This HR professional finds the best resource in being a father
As a human resources professional Floyd Sartin knows a thing or two about connections with people. As the Director of Human Resources at Service Year Alliance, he is tasked with leading strategic business initiatives and managing and implementing HR functions. And while his role within the company allows him to serve his peers, he has a larger opportunity, because he gets to serve the community as well.
And for a person so well connected, Sartin is most inspired to connect with those inside his own home–more importantly his 4-year-old son, Carter. Outside of his professional role, Sartin is a coffee roaster entrepreneur and above all, enjoys spending quality time with family.
In an interview with theGrio for our #ThisIsBlackFatherhood series, Sartin shares how fatherhood has changed him and the biggest lessons he’s learned.
theGrio: What does fatherhood mean to you?
Floyd Sartin: I believe that it’s sacred and an honor to join the ranks of fatherhood. I have learned a great deal in the last 4 years and I look forward to my son teaching me more. Being a father means that I am responsible for more than just myself. It means that I am responsible for ensuring his well being, physically, academically and emotionally. Being a father means putting aside self, and allowing a 4 year old to teach me new tricks. Being a father means that I am eternally bonded to another human through a connection that is stronger than I could ever explain.
TG: Has fatherhood changed you at all? If so, how?
FS: I think it has changed me in a tremendous way. I’m definitely more thoughtful and patient with people b/c that’s a big part of being a parent. I find myself choosing my words and overall attitude very carefully b/c I know that I’m ultimately molding another human being into being a greater version of me.
TG: What’s the biggest difference between a father and dad?
FS: A dad is someone who takes time to cultivate a relationship with their child. They take time to get to know them and are mindful of their likes and dislikes, their strengths and weaknesses, etc. A dad caters to their child’s needs both physically and emotionally. A dad is role model and a provider. A dad achieves the goal by any means necessary. A father, in my opinion, is more authoritarian and believes in only one means to an end. They may or may not take time to learn from their child and know and cultivate the individual child.

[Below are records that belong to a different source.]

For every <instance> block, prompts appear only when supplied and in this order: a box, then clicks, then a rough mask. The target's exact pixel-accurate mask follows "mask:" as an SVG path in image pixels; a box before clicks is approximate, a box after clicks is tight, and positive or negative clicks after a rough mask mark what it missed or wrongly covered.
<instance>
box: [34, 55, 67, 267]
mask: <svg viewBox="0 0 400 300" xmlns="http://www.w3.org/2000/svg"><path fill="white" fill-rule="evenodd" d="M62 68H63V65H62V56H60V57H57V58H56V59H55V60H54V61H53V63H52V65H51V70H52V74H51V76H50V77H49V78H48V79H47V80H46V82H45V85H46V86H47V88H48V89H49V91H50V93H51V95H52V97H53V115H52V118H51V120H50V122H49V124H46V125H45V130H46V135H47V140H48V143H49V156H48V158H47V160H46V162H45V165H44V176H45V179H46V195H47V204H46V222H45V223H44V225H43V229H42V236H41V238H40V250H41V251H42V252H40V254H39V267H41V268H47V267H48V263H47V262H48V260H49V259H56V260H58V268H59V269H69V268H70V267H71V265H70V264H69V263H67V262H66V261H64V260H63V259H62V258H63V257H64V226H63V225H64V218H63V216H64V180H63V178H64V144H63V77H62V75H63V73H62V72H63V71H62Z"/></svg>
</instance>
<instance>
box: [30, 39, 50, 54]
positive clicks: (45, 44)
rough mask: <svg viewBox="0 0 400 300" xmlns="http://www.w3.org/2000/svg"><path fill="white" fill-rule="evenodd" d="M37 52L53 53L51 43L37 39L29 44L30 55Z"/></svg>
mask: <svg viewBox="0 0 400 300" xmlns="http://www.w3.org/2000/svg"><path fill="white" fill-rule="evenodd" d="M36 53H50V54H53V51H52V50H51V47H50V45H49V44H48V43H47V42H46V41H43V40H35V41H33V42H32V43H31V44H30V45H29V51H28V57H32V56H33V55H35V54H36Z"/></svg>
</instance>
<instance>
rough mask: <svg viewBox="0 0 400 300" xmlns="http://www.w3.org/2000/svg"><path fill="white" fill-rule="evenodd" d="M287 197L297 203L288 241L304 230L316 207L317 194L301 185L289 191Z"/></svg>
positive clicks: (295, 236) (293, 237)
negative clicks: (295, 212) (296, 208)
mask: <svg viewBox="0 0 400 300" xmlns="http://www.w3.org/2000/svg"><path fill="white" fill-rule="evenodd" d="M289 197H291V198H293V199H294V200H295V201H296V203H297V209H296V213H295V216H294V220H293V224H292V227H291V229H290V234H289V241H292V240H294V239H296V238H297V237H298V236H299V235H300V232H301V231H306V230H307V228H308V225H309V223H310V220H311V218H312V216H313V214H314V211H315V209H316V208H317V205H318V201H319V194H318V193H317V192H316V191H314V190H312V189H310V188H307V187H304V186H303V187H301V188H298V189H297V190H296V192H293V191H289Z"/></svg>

TG: What’s the biggest lessons you’ve learned since becoming a father and dad?
FS: To be patient with their development. Fathers tend to want their sons to be ready to take on the world by storm, immediately. And my son, Carter, is always up for that challenge. Unfortunately, that’s not always ideal or realistic. Most of us didn’t learn how to ride a bike or count to 100 on our first try. These are learned abilities that require practice, sacrifice and hard work. You have to be just as patient with developing their skills; keeping in mind that you required the same practice, sacrifice and hard work to accomplish your goals.
TG: Did your father have a big presence in your life? If so, what were some of the lessons that you learned from him, that you put into practice once you became a father?
FS: I was fortunate enough to have both my grandfather, who was a Pastor, and my Father, a retired military vet, provide me with two different approaches in life. My grandfather was a gentle giant that taught me about God, how to love your spouse/others, and ultimately how to be a great person. His genuine spirit encouraged me to be honest and always considerate of others’ feelings which is something that I’m instilling in Carter. My Father was more of a no-nonsense kind of guy. He taught me how to get the job done despite any obstacles that may arise.